João Santos - COO at WYgroup

Marcas Portuguesas: o poder da qualidade invisível

João Santos - COO at WYgroup
João Santos

Lembro-me da queixa recorrente de que a marca Portugal não ajudava às nossas exportações. Agora temos a marca Portugal mais forte de sempre. O que vamos fazer com ela e como a podemos aproveitar?

Portugal é um país rico em património cultural e artístico e possuidor de habilidades artesanais de alto valor em vários setores e especialidades. Hoje, grandes marcas internacionais têm no nosso país os seus hubs de produção em setores tão diversos como o calçado e o têxtil, passando pelos curtumes e pela joalharia, e terminando em setores mais recentes como a engenharia e o desenvolvimento de software. Portugal, e os portugueses, sabem fazer.

Mas quando olhamos para as nossas estatísticas económicas aquilo onde invariavelmente estamos mal é no nível de produtividade que aparece sempre baixo quando comparado com outros países europeus.
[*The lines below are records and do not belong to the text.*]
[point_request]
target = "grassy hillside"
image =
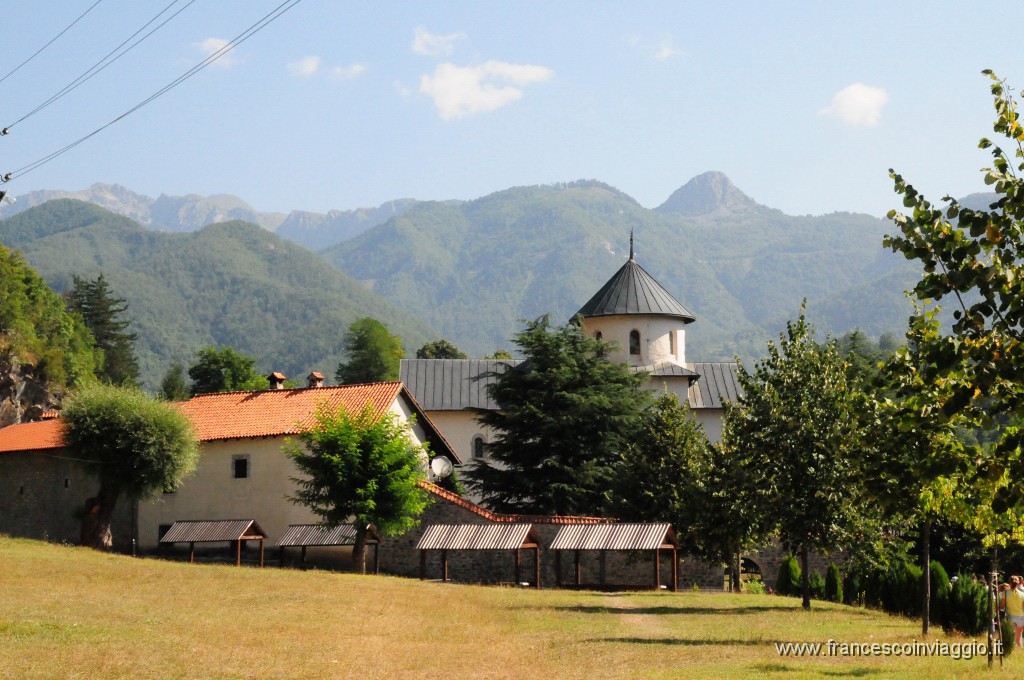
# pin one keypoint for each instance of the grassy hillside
(73, 612)
(474, 269)
(231, 283)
Os economistas queixam-se dos modelos de trabalho, eu, enquanto gestor, queixo-me do modelo de negócio: vendemos para terceiros sem marca, e por isso mesmo com muito menos valor acrescentado.
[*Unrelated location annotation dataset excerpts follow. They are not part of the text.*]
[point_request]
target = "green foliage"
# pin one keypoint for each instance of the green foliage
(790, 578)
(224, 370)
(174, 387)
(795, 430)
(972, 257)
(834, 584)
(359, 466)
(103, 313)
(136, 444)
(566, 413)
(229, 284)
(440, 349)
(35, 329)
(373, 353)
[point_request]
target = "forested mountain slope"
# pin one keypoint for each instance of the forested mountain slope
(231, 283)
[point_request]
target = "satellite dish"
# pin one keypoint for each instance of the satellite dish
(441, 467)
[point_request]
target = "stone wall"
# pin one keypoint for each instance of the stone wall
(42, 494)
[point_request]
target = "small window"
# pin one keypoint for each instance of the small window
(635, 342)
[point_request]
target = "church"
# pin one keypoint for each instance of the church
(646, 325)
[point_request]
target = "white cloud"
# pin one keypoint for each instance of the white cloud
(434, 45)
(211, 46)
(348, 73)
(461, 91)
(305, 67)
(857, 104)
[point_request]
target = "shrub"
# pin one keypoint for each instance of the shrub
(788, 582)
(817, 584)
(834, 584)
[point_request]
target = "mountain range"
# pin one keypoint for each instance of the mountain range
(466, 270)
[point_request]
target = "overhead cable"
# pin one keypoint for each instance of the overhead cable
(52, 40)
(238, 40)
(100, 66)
A título de exemplo, somos o único país da Europa Ocidental que não tem uma grande marca internacional de Luxo. E o luxo, diga-se o que se disser, é o único ecossistema que cria valor em toda a sua cadeia. Mas este artigo não é sobre luxo, mas sobre marcas e o valor que elas ajudam a criar e a desenvolver.
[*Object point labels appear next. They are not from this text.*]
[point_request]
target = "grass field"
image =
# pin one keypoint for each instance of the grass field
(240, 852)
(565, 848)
Porque não temos grandes marcas em Portugal

Historicamente existem algumas explicações para o facto de não termos conseguido criar uma tradição de criação de marcas fortes. O facto do modelo nascido após a Lei de Condicionamento Industrial de 1937 levou à criação de um ambiente não concorrencial e focado no desenvolvimento do mercado interno. É verdade que se criaram “artificialmente” grandes grupos económicos, mas, praticamente, sem nenhuma concorrência entre si, pelo que dificilmente poderia existir uma grande apetência pelo desenvolvimento de marcas, uma vez que aquelas que existiam seriam hegemónicas. Depois, estes grupos foram criados para se focarem num mercado interno alargado e protegido, e nunca em mercados concorrenciais internacionais. Após 1974, com a abertura dos setores à iniciativa privada, há uma atomização de pequenos negócios que ainda hoje são a base do nosso tecido empresarial, com as dificuldades conhecidas na capacidade de investimento e consequentemente com pouca visão de médio e longo prazo, absolutamente essencial para o desenvolvimento de modelos de negócio assentes em marcas.

O “novo” modelo português

O empreendedor português baseado sobretudo no saber fazer que adquiriu, resolve abrir o seu negócio alavancado numa estrutura de recursos humanos de baixo custo. Como todos os negócios quando nascem necessitam de liquidez imediata, prefere vender o seu “expertise” imediatamente a quem o coloque no mercado e a quem o consiga valorizar. Para si é o balão de oxigénio que permite manter empregos e pagar contas, para os seus clientes é o “brinde” que precisam, baixos custos de produção com elevada qualidade. E este modelo acaba por percorrer indústrias e setores e ser quase transversal a todo um setor industrial pós-revolução. E como as coisas correm bem, porquê mudar? E a década de 80 e parte da de 90 do século passado foi assim para muitas empresas portuguesas que crescem a fabricar para terceiros e onde aquilo que mais se destacava era o parque automóvel que o modelo conseguiu criar nalgumas zonas do Norte de Portugal.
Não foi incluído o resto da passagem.